= Christopher Filardi =

American evolutionary biologist and ecologist

Christopher Filardi is an American evolutionary biologist and ecologist.

Filardi, a 1989 graduate of Bowdoin College, earned his Ph.D. in 2003 from the University of Washington.

As a director at the American Museum of Natural History’s Center for Biodiversity and Conservation, Filardi was an author of The New York Timess Scientist at Work blog; writing about his work in the Solomon Islands.

Filardi and his team became the first to catch a male Moustached kingfisher (three females had been spotted in the past), using a mist net; in a controversial move, the team killed the bird to take him back for further study. The specimen was placed in a carefully maintained part of the museum dedicated to research alongside nearly a million other ornithological specimens. Filardi received threats after collecting the kingfisher, and later wrote in an essay for Audubon describing the steps he'd taken to protect the kingfisher population, including surveying the population, and highlighting the role the bird played in conservation efforts. His findings led tribal, local and national officials to protect the area from being mined or logged.

In the 2010s Filardi was part of a team sponsored by Conservation International and the National Science Foundation to map the process of speciation in the Solomon Islands.
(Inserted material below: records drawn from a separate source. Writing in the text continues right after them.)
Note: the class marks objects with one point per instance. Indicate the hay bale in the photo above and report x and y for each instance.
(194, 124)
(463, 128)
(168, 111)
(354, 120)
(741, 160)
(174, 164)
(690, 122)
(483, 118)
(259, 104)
The group identified the Solomons frogmouth as a new genus of bird. The team documented the rapid evolution of the Zosteropidae (White-eye) bird into over a hundred species.

In 2014, Filardi co-authored a population study of grizzly bears that was able to use non-invasive methods in keeping with the cultural beliefs and practices of the Heiltsuk Nation to reveal the existence of a much larger population of bears that had been expected in a temperate forest on the central coast of British Columbia.